A Hipertensão Arterial Resistente (HAR) é caracterizada por uma falha em atingir a meta pressórica apesar do uso de três ou mais anti-hipertensivos de classes diferentes, incluindo um diurético. Pacientes com HAR frequentemente apresentam um perfil clínico distinto, com maior prevalência de comorbidades e fatores demográficos específicos que os distinguem daqueles com hipertensão não resistente.
A Hipertensão Arterial Resistente (HAR) representa um desafio significativo na prática clínica, sendo definida pela falha em atingir o controle pressórico adequado apesar de um regime terapêutico otimizado. É crucial diferenciar a HAR verdadeira da pseudorresistência, que pode ser causada por má adesão, técnica de medida incorreta ou efeito do jaleco branco. A HAR está associada a um risco cardiovascular e renal substancialmente maior, exigindo uma abordagem diagnóstica e terapêutica mais agressiva. Os pacientes com HAR frequentemente compartilham um perfil clínico e demográfico distinto. Características como idade mais avançada, obesidade, alta ingestão de sal, presença de doença renal crônica (DRC), diabetes mellitus, e lesões de órgão-alvo estabelecidas, como a hipertrofia ventricular esquerda (HVE), são comumente observadas. Além disso, o sexo feminino e a raça negra são fatores demográficos que também se associam a uma maior prevalência de HAR, refletindo complexas interações genéticas, ambientais e socioeconômicas. O manejo da HAR exige uma investigação aprofundada para identificar causas secundárias de hipertensão e otimizar o tratamento farmacológico e não farmacológico. A compreensão desses fatores de risco e características distintivas é fundamental para que residentes e profissionais de saúde possam suspeitar precocemente da HAR, realizar a investigação adequada e implementar estratégias terapêuticas eficazes, visando melhorar o prognóstico e a qualidade de vida dos pacientes.

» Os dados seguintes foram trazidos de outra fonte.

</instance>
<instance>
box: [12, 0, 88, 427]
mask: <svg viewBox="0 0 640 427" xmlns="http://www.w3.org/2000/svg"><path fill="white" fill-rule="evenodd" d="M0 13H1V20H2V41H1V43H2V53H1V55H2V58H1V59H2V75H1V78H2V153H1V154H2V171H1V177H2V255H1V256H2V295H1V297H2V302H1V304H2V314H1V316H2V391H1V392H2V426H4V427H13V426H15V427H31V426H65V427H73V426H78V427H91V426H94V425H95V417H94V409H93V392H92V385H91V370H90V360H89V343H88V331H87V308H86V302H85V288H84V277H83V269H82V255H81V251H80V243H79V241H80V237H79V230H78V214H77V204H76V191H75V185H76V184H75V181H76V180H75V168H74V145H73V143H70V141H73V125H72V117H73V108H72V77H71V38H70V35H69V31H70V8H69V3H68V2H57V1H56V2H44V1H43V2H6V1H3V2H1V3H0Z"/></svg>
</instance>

A Hipertensão Arterial Resistente é definida como a pressão arterial que permanece acima da meta (geralmente >140/90 mmHg ou >130/80 mmHg em alto risco) apesar do uso de três ou mais anti-hipertensivos de classes diferentes, em doses ótimas, incluindo um diurético, ou a necessidade de quatro ou mais medicamentos para atingir o controle.
As comorbidades frequentemente associadas à HAR incluem obesidade, síndrome metabólica, diabetes mellitus, doença renal crônica, apneia obstrutiva do sono e hiperaldosteronismo primário. Essas condições contribuem para a dificuldade no controle pressórico.
A hipertrofia ventricular esquerda (HVE) é uma lesão de órgão-alvo comum na HAR, refletindo a sobrecarga crônica de pressão no coração. Sua presença indica um maior risco cardiovascular e é um marcador de gravidade e cronicidade da hipertensão não controlada.